Score: Vancouver: 6, Buffalo: 3
Shots: VAN-35, BUF-28
Buffalo Goalscorers: Brandon Montour, Sam Reinhart, Zemgus Girgensons
Vancouver Goalscorers: Brock Boeser (2), Bo Horvat, J.T. Miller, Jake Virtanen, Loui Eriksson
Plus-1: Depth Scoring
The defense has become a more active feature in Buffalo’s scoring attack, which is obviously important; in addition, depth forwards have been contributing more regularly. Of course, they’d almost have to with all of the injuries that have piled up for the Sabres, but we’ve seen seasons where the responsibility fell to the depths to score, and they failed to. The team scored only one goal for a top-line forward today, and it came on the power play. It’s good to see things begin to spread out more.
Minus-1: Playing with the lead
Buffalo scored first, which should be a plus. Vancouver scored next, and the Sabres spent the rest of the game trying to play catch up. How this team continues to fail at keeping a lead is utterly mystifying. It’s not something that can be practiced; there is no drill for playing with a lead. It’s just a matter of continuing to do the things that work and adjusting the things that don’t, and somehow, for more than a decade, the Buffalo Sabres can’t do that with any sort of regularity.
Plus-1: Special teams
While it’s true that Buffalo had only one successful power play on the day, there is an underlying accomplishment that won’t be measured by statistics. The first opportunity with the advantage did not generate many shots. The team was, however, able to maintain possession for much of the power play, and for an extended period of time after that. This kept the same Vancouver players out on the ice for literal minutes with no stopage in play. Buffalo was able to change for some fresh legs, and eventually break down a tired Canucks line. Montour scored on a beautiful shot to take the lead for the only time in the evening.
You can’t score goals if you don’t take shots. Buffalo is successful on 9.4 percent of their shots as a team - better than the league average of 9.2. It begs a strategic question; if the team could manage ten more shots per game, statistically, they’d score another goal per game. While that wouldn’t have necessarily made a difference this afternoon, how many games would it have made a difference?

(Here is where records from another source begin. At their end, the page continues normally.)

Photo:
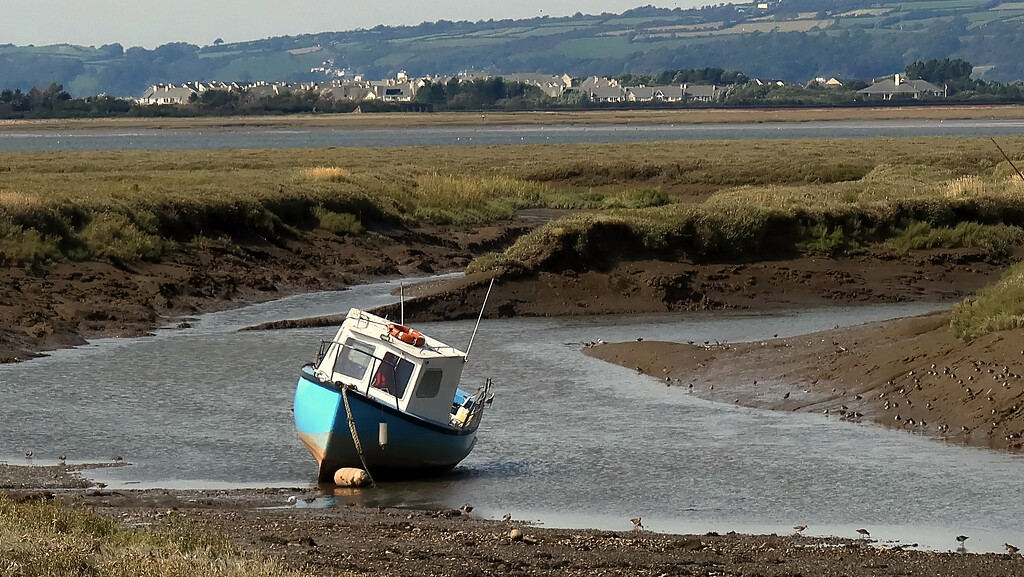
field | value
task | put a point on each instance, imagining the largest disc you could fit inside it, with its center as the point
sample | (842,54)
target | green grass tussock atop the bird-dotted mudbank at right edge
(996,308)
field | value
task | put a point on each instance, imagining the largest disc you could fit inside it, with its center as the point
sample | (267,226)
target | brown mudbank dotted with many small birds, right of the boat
(910,375)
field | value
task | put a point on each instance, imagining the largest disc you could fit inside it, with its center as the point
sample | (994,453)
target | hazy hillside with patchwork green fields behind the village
(794,40)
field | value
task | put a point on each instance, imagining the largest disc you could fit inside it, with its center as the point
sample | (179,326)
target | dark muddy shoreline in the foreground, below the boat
(345,538)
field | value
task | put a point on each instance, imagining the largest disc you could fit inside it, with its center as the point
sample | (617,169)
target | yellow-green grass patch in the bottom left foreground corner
(54,541)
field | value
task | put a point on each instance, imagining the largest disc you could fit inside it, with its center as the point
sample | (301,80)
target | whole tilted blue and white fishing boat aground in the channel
(386,398)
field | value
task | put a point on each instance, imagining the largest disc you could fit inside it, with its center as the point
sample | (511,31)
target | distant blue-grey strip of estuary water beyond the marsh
(46,141)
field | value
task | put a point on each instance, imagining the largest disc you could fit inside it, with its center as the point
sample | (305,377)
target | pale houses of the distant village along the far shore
(595,90)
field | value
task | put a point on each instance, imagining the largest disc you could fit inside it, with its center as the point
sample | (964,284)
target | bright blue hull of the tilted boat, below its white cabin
(415,447)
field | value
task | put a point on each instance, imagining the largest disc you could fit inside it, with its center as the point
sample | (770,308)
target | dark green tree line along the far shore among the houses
(497,94)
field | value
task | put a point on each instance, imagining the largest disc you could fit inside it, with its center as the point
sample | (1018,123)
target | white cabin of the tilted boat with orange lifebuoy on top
(412,373)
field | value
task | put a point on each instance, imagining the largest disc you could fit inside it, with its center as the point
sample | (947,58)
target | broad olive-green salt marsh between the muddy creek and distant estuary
(703,201)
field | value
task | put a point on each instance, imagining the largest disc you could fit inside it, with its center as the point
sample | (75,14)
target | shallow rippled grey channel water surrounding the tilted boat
(570,441)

It was definitely time for Carter Hutton to get a start. He hadn’t had a home start in just a few days shy of two months, and it had been a while since he had a shot at all. While Linus Ullmark has put himself solidly in the starter’s spot, Hutton was due for a chance. Given the time he’s spent on the bench, maybe he was a bit rusty, but you really want to see more from him, technically and positionally. Several times, he put himself out of position to make a follow-up save, and while the next shot didn’t always come, Vancouver was able to make it count when it did. It seemed like Hutton had trouble tracking the puck at times - you could see him looking around for it after saves or blocked shots. Maybe it’s a confidence thing, but you want to see more awareness from your goaltender.
A 6-3 loss to a beatable team is disappointing to see. It’s most unfortunate because there were standout individual performances that fans should be able to celebrate, but the result clouds any of the bright points from the game. The tragedy is that all of the points made regarding this game can be applied over and over to any game throughout the season - observable issues just don’t get fixed. It’s difficult to blame it on coaching, because the team hasn’t had a solid coach in nearly a decade - at some point, one of them should have been able to get what they needed from the squad. Kruger seems to have the tools to fix the team. We all hope he can sooner rather than later.